Issue (i): Whether section 241 of the Income-tax Act, 1961 is ultra vires on the ground that it enables withholding of a refund despite an earlier judicial decision in favour of the assessee and confers arbitrary power offending article 14 of the Constitution of India.
Analysis: The provision was construed as an interim procedural safeguard allowing withholding of refund only where the refund order is the subject-matter of an appeal or further proceeding and only with the previous approval of the Commissioner. The power was held to be circumscribed by objective conditions, including the requirement that the Income-tax Officer must form an opinion that the refund is likely to adversely affect revenue. The Court held that the section does not annul judicial decisions, does not trench upon judicial power, and merely regulates the timing of refund pending final determination. The existence of supervisory approval was treated as a safeguard against arbitrariness.
Conclusion: Section 241 was upheld as constitutional and not violative of article 14; the challenge failed.
Issue (ii): Whether section 241 of the Income-tax Act, 1961 can apply to refund proceedings arising out of assessments under the repealed Indian Income-tax Act, 1922.

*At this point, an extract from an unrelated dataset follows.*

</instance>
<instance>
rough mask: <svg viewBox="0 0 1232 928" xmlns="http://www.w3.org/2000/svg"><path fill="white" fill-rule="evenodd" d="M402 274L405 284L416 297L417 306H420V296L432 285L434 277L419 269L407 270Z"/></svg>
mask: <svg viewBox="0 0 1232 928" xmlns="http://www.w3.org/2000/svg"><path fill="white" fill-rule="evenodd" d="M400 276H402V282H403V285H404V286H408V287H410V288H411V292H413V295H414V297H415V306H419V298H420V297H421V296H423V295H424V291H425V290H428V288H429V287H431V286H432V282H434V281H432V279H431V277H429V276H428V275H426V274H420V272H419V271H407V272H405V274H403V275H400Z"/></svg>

Analysis: The Court held that the right to seek refund arose only after the assessee succeeded in the reference, by which time the new Act had come into force. It further held that section 241 dealt only with the procedure and forum for postponing refund pending appellate proceedings, not with the substantive right to refund. The provision was therefore treated as applicable to pending proceedings under the transition scheme in section 297(2) of the Income-tax Act, 1961.
Conclusion: Section 241 was held applicable to the refund proceedings notwithstanding that the underlying assessments related to the repealed Act.
Final Conclusion: The writ petition was rejected, and the order withholding the refund was sustained.
Ratio Decidendi: A statutory provision that merely regulates the interim withholding of refund pending appeal, subject to objective conditions and prior approval, is constitutionally valid and may apply to pending refund proceedings as a procedural measure without impermissibly nullifying a judicial decision.